Tom shrugs. “Some sort of tofu thing. It’s for Beth,” he adds, in a slightly lowered voice.

Hot Pocket looks over at Beth, who is scowling between two tiki torches, sniffing doubtfully at a blue corn chip. Tom wants Hot Pocket to protest this addition to the barbecue in the holy name of all this meat he’s about to set fire to, but he just slaps him on the back and says, “Can do.”

Tom stays hunched morosely by the meat smells, getting drunk on Fat Tires until his view of the backyard begins to sway a little. A few more people arrive. Most of the men, he sees, are looking at Beth, who is too busy glaring at Brindy to notice. He grabs another Fat Tire from the cooler.

“So where’s Dickie anyway?” he mutters aloud. “Thought he was coming to this thing.” All week Dickie had said he’d be coming. He even threatened to bring his new girlfriend.

“Yes,” Brindy calls from the picnic table, “where is Dickie?” Everyone knows no party really starts until Dickie’s arrived.

“Probably fucking that fat girl,” Beth says, and by the way she says it, Tom knows she’s at least two drinks past tallying up alcohol units and carbohydrate grams.

“What fat girl?” Brindy asks.

“Just this chick Dickie’s dating right now,” Hot Pocket says, giving the steaks another flip.

“Awww. I think that’s sweet,” Brindy says, grabbing a handful of corn chips.

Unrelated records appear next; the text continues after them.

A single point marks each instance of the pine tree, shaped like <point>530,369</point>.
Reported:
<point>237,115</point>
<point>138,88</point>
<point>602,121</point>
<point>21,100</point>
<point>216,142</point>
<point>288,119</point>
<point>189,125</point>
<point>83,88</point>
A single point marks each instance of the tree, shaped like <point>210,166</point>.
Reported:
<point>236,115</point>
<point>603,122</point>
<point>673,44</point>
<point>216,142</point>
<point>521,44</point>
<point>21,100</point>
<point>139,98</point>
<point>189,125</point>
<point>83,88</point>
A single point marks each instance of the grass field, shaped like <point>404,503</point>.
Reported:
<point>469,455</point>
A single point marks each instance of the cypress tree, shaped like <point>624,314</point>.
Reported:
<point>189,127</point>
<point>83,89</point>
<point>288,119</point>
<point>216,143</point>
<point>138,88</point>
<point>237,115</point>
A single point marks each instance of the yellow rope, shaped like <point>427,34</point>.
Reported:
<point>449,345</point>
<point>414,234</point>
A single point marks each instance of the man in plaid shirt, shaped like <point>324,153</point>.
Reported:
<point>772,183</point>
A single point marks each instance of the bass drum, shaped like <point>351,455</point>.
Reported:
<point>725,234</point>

“It is not sweet,” Beth spits. “He calls it gastro sex, for God’s sake. And he’s only fucking her ’cause she’ll do anything. How is that sweet?”

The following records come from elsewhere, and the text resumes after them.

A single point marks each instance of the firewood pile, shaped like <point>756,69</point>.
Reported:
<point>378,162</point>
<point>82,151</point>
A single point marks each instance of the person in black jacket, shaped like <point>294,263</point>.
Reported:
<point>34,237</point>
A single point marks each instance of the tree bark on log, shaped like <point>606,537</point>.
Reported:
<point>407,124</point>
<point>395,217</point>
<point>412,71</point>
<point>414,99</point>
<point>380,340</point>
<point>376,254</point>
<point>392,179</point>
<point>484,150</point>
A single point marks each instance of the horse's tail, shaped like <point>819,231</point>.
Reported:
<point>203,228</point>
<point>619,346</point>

“I think it’s sweet,” Brindy insists quietly, nibbling on a corn chip.

“Not sure how I’m going to tell when this is done, Elizabeth,” Hot Pocket says, poking at the veggie patty with his tongs. “These, uh, grill marks here are a little confusing.”

“Just when it starts to get brown, Matt.” She always calls him Matt. Because I’m not calling a grown man Hot Pocket.

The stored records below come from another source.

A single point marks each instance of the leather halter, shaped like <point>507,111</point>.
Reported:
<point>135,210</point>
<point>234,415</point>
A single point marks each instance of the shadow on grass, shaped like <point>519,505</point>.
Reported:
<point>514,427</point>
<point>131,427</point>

“K,” Hot Pocket says doubtfully. He slaps the patty on the grill. It starts to hiss and pop, like an evil, unending fart.

? ? ?

Tom had been looking forward to this meal of meat and corn on the cob and chips and mayonnaisey salads all week. But now that it’s all piled before him beautifully on a paper plate, he can’t eat. Instead he feels his blood pressure rise, his fork grip become tighter as he hears his wife say, No, No, No, but thanks, to nearly every dish offered. He relaxes a little when at last she accepts some garden salad to accompany her plate of jicama sticks and a bunless veggie patty. When she begins to stab lamely at the lettuce, he decides he’s not going to let her ruin this for him any longer and tears into his ribs violently but without pleasure.

“How come you’re not having any?” asks Maddy, the seven-year-old daughter of Hot Pocket and Brindy, addressing Beth. Maddy is dressed as a fairy princess and her mouth is covered in barbecue sauce. She’s gazing at Beth intently with her mother’s large hazel eyes.

Beth looks from Maddy’s paper wings to her plastic tiara and gives her an awkward smile. “Because I don’t eat meat.”

“Maddy, honey, eat your burger,” Brindy says.

But Maddy isn’t interested in her burger. She is staring at Beth. Tom winces, hearing the child’s question before the words even form on her barbecue sauce–stained lips.

“Didn’t you used to be really f—”

“You know,” Brindy interrupts, “I just love that dress, Elizabeth. Where did you say you got it again?”

He feels Beth looking at him from across the table, but keeps his gaze fixed on the half-gnawed ribs on his plate.